Children afflicted with Canavan disease cannot produce the enzyme Apartoacyclase, which, in turn, causes the white matter around the brain and spinal cord to deteriorate. The white matter — called myelin — ensures that nerve impulses are properly transmitted from the brain to other parts of the body. (See accompanying article.)
One in 40 Ashkenazi Jews is a carrier of the Canavan gene, which was discovered in 1993, and one in 6,400 Ashkenazi Jewish children are born with the disease. Afflicted children cannot speak, often go blind, develop seizures and have tremendous difficulty eating. Often, their immune systems fail. Most Canavan children die before they are 10 years old.
Indeed, when Sontag was first diagnosed, Holovach was told that his situation was hopeless. But both Sontag and Holovach were stalwart. In 2001 Sontag became the third Canavan child to undergo the latest gene therapy, which consists of drilling tiny holes into different points in the brain and pumping in healthy copies of the gene into six sections of the brain.
The procedure went extremely well. “He’s responding, he’s still progressing,” said Dr. Paola Leone, an assistant professor at Robert Wood Johnson Medical School. “At that age there shouldn’t be any progression — he should be in a vegetative state.” Leone said she believes that a complete cure might be very close, if the money and support were there.

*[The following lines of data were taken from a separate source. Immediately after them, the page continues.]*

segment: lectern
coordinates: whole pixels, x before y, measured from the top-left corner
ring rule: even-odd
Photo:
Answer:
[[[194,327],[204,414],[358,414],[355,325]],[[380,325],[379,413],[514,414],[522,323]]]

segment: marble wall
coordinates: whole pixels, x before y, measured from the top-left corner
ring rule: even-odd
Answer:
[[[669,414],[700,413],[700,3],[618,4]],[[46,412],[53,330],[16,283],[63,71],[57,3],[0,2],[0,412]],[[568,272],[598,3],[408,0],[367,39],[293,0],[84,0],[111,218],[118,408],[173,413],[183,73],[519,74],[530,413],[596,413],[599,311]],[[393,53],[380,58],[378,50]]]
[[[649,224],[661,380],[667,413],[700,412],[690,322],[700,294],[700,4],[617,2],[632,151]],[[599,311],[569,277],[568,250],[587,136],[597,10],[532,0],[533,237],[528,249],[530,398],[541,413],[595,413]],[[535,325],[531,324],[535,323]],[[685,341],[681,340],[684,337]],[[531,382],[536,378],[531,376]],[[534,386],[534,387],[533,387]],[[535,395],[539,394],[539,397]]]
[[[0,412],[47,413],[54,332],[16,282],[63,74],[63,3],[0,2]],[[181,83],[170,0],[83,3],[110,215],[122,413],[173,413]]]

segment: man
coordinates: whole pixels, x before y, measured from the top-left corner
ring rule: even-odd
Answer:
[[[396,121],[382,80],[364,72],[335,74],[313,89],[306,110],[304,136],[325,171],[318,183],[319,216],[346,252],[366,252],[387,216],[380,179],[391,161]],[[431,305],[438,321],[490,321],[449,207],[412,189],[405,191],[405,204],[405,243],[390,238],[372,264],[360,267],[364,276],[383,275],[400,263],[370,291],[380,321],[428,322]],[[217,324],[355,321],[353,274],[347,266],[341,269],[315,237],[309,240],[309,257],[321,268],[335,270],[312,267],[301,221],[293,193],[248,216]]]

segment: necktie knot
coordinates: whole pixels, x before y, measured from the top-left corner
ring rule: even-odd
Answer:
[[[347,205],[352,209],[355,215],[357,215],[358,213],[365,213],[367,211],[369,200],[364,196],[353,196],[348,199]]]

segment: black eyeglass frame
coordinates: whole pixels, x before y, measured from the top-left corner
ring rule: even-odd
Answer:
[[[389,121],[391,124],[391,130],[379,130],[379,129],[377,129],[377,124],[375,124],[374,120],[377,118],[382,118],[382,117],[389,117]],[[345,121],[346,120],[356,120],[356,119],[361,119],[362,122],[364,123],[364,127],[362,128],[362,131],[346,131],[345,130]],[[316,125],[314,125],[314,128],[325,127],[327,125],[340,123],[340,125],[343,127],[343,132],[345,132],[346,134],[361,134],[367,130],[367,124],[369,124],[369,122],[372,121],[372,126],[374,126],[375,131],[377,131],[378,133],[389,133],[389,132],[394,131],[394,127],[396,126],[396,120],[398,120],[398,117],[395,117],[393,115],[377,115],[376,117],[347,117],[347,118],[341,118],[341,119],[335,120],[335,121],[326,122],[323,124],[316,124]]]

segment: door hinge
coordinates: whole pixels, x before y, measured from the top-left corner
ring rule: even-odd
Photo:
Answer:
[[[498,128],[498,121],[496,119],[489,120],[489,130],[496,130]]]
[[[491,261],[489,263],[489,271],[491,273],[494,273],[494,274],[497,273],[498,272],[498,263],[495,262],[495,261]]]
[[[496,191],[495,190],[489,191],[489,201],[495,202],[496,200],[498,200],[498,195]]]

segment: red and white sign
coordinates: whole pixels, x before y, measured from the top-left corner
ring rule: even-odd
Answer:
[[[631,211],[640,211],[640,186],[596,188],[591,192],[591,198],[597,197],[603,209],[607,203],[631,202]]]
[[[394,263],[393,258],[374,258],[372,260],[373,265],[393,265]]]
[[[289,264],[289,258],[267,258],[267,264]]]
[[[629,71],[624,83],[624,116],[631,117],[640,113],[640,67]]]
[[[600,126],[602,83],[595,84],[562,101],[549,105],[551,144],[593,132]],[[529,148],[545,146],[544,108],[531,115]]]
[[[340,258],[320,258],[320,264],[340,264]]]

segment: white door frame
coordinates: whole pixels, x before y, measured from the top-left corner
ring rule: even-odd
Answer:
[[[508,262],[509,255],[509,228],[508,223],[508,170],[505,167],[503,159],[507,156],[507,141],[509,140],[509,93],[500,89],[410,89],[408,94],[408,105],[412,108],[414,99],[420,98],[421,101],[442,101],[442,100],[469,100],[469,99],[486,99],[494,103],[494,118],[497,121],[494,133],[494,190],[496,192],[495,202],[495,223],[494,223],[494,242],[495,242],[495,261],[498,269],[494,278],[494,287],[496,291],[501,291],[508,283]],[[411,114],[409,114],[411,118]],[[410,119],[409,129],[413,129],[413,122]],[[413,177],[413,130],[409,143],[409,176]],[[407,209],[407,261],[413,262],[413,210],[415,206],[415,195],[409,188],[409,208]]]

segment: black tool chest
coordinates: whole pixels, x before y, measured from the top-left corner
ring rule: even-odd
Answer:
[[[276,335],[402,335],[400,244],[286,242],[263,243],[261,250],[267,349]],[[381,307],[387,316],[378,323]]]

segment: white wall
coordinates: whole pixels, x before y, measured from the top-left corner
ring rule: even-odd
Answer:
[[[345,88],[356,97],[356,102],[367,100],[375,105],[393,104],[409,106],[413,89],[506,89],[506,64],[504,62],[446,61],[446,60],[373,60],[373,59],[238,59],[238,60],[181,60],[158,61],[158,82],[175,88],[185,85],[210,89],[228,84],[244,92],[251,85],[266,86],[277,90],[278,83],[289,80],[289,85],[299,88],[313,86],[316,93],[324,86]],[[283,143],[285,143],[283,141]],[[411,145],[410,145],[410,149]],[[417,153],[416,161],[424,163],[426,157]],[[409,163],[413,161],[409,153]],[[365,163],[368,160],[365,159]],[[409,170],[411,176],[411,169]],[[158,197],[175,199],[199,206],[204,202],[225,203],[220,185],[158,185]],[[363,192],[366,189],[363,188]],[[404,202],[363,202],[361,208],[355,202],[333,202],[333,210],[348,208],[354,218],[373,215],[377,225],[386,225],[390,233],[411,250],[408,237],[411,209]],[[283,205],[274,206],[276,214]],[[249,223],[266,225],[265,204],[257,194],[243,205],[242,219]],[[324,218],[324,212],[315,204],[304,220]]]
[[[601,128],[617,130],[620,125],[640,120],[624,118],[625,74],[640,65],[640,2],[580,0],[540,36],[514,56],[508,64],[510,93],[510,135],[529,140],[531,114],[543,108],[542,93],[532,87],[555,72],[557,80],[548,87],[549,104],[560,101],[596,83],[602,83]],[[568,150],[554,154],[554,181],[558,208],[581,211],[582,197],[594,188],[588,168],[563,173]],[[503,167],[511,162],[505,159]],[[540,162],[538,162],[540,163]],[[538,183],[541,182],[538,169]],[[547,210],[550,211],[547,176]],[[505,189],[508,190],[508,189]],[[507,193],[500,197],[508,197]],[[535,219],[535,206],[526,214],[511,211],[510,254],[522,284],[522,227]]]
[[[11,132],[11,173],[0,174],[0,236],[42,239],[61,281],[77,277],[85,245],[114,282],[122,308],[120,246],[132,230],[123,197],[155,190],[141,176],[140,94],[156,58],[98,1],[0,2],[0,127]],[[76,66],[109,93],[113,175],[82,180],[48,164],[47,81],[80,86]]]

Watching Holovach in “As Daylight Breaks” one could definitely believe that she is the woman to rally support. Holovach has fought with the Food and Drug Administration and the National Institutes of Health over getting approval and funding for the gene therapy.

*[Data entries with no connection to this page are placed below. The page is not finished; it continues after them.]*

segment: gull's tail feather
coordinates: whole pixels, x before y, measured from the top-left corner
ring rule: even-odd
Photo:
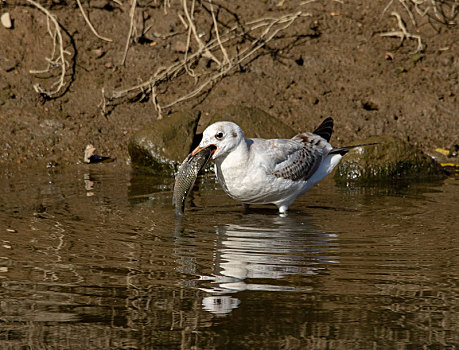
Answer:
[[[312,132],[313,134],[323,137],[327,142],[330,141],[331,135],[333,134],[333,118],[329,117]]]
[[[379,145],[379,142],[362,143],[360,145],[352,145],[352,146],[344,146],[344,147],[339,147],[339,148],[333,148],[328,154],[340,154],[340,155],[344,156],[352,148],[364,147],[364,146],[373,146],[373,145]]]

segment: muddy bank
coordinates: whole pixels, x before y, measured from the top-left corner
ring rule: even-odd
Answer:
[[[128,140],[159,112],[164,119],[181,110],[210,118],[226,105],[243,105],[295,132],[333,116],[336,146],[396,136],[457,163],[434,150],[459,143],[458,9],[447,1],[436,2],[437,12],[421,4],[421,16],[398,2],[385,10],[389,3],[235,1],[211,8],[198,1],[187,7],[195,35],[180,2],[165,8],[137,1],[133,12],[128,3],[84,2],[101,39],[74,3],[42,3],[44,11],[31,1],[2,2],[12,26],[0,27],[0,162],[74,164],[91,143],[127,166]],[[380,35],[403,31],[391,13],[413,35],[402,44],[397,34]],[[64,73],[59,42],[52,56],[50,15],[60,26]],[[211,46],[214,23],[222,40]],[[184,60],[183,69],[164,75],[161,67]],[[154,90],[142,85],[155,73],[164,79]]]

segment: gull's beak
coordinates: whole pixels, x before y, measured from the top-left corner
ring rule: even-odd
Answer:
[[[205,148],[205,147],[204,147],[204,148]],[[193,152],[191,152],[191,156],[194,157],[196,154],[198,154],[199,152],[201,152],[204,148],[201,147],[201,146],[196,147],[196,148],[193,150]]]
[[[191,157],[194,157],[196,154],[198,154],[199,152],[201,152],[203,149],[205,148],[208,148],[208,147],[211,147],[212,148],[212,155],[215,153],[215,151],[217,150],[217,146],[215,145],[207,145],[205,147],[201,147],[201,146],[198,146],[196,147],[193,152],[191,152]]]

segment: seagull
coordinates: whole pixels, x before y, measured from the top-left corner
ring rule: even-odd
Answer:
[[[333,148],[332,133],[332,118],[291,139],[246,138],[237,124],[220,121],[204,130],[192,156],[211,147],[218,182],[231,198],[244,208],[274,204],[285,216],[288,207],[330,174],[350,148],[362,146]]]

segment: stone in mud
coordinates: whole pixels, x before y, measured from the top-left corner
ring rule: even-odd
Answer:
[[[196,135],[198,122],[202,132],[211,123],[221,120],[235,122],[247,137],[290,138],[295,135],[289,126],[258,108],[230,106],[201,118],[200,112],[177,112],[151,123],[132,137],[128,145],[132,164],[173,175],[202,137]]]
[[[244,131],[246,137],[262,138],[291,138],[297,133],[279,119],[255,107],[228,106],[217,111],[212,116],[202,116],[198,132],[218,121],[236,123]]]
[[[11,16],[8,12],[1,15],[0,22],[7,29],[13,28],[13,22],[11,21]]]
[[[354,148],[344,156],[335,172],[338,183],[384,182],[445,175],[440,164],[399,138],[374,136],[354,144],[373,142],[379,144]]]
[[[173,174],[191,151],[199,115],[197,111],[173,113],[137,132],[128,145],[132,163]]]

“The FDA would send back [our] applications every six weeks,” Holovach said. Six weeks in the life of a child afflicted with Canavan disease is an eternity. “Literally, they did not like the grammatical errors [in the application]…. Those are the types of responses we got,” she said.

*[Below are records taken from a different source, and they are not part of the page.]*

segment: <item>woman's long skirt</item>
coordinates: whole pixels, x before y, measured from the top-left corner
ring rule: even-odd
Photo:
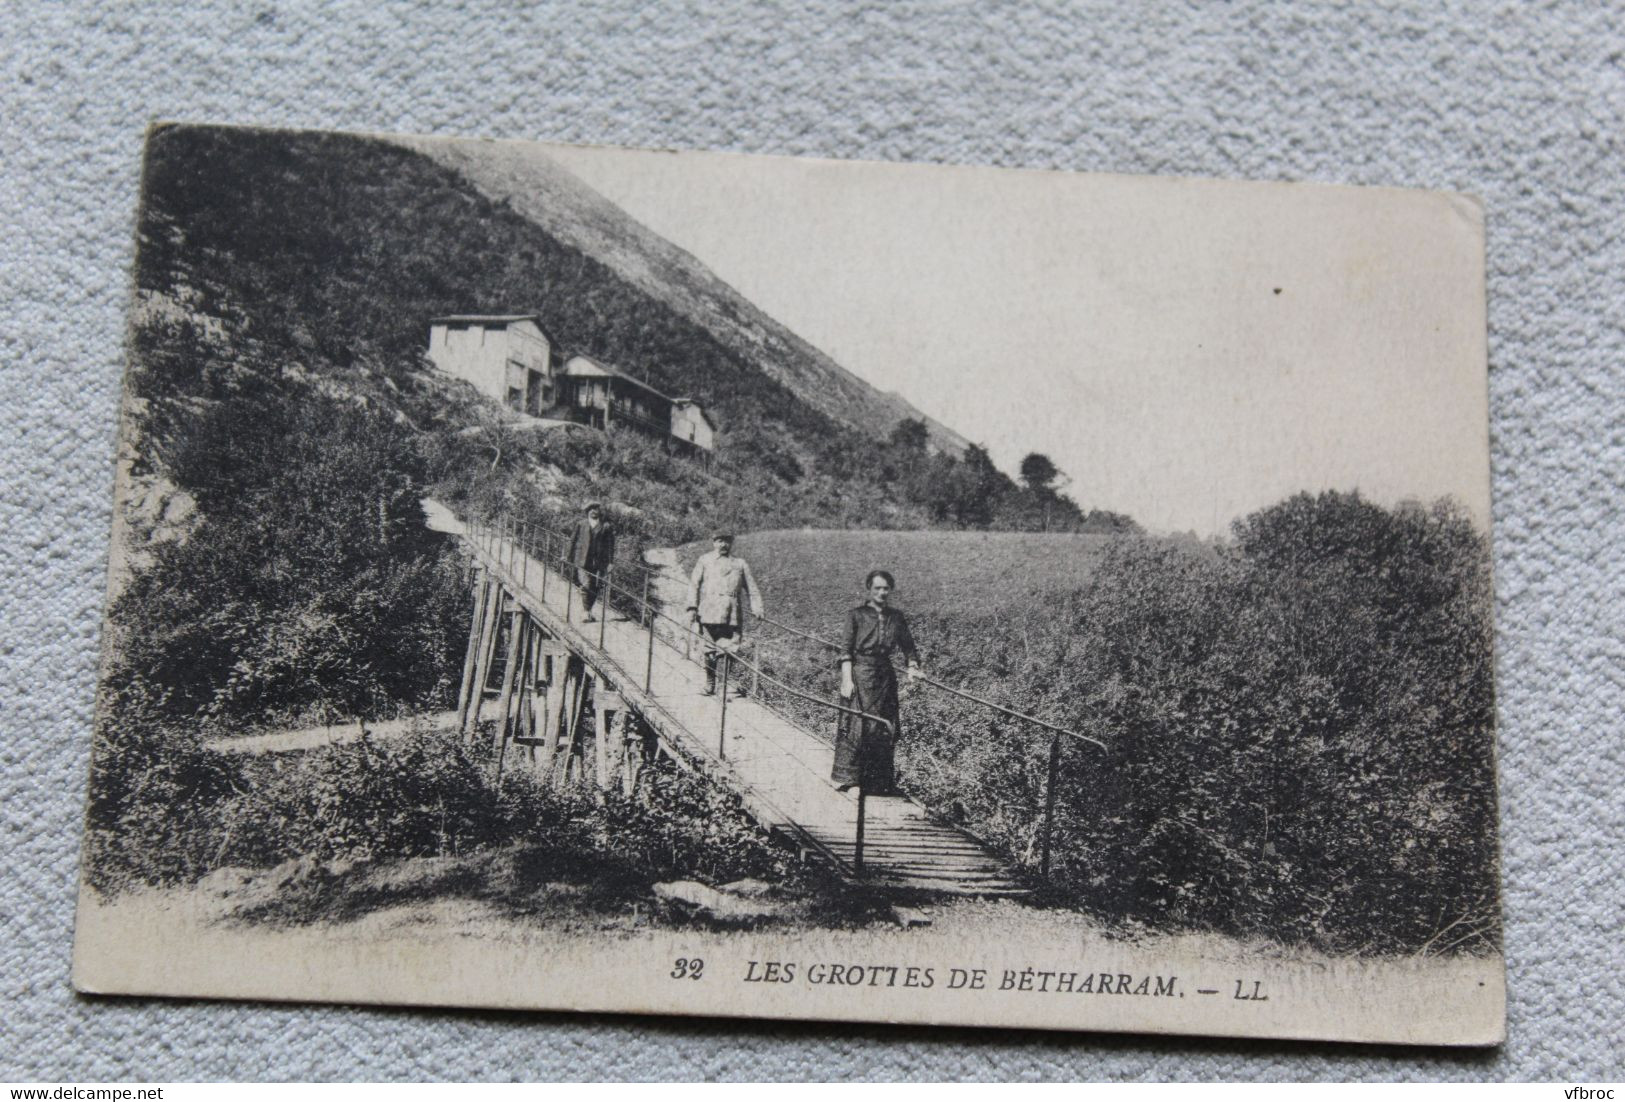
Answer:
[[[897,674],[890,662],[860,658],[852,663],[852,683],[857,691],[851,706],[890,720],[891,727],[843,714],[835,726],[830,779],[839,785],[858,785],[870,796],[889,795],[897,790]]]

“People say, ‘You’re just a desperate parent,’” Holovach said. “Of course I’m desperate — but I’m not crazy.”
In 2001 she and her son went to Capitol Hill, where she met with Senators Hillary Rodham Clinton, Charles Schumer and Arlen Specter. Clinton was so outraged when she heard about the delays Holovach was experiencing, said Holovach, that “she sent a seething letter to the [National Institutes of Health] saying, ‘How dare you not fund this?’” Holovach said that Schumer likewise told her: “Whatever you need — tell me.”
Despite the encouraging advances in gene therapy and the sympathetic ears from some in Washington, Holovach said that a great deal of future work on the disease will involve stem cell research, which is extremely controversial with the Bush administration.
“Until we have a new administration, [it’s going to be] hard to get FDA to approve stem cell trials,” Holovach said. “They get their funding from the government and they don’t want to anger anyone that’s providing their funding.”
In the meantime, however, Holovach will be showing “As Daylight Breaks” to as many people as she can. She is arranging screenings with the 92nd Street Y in New York — one mother, determined to save her son.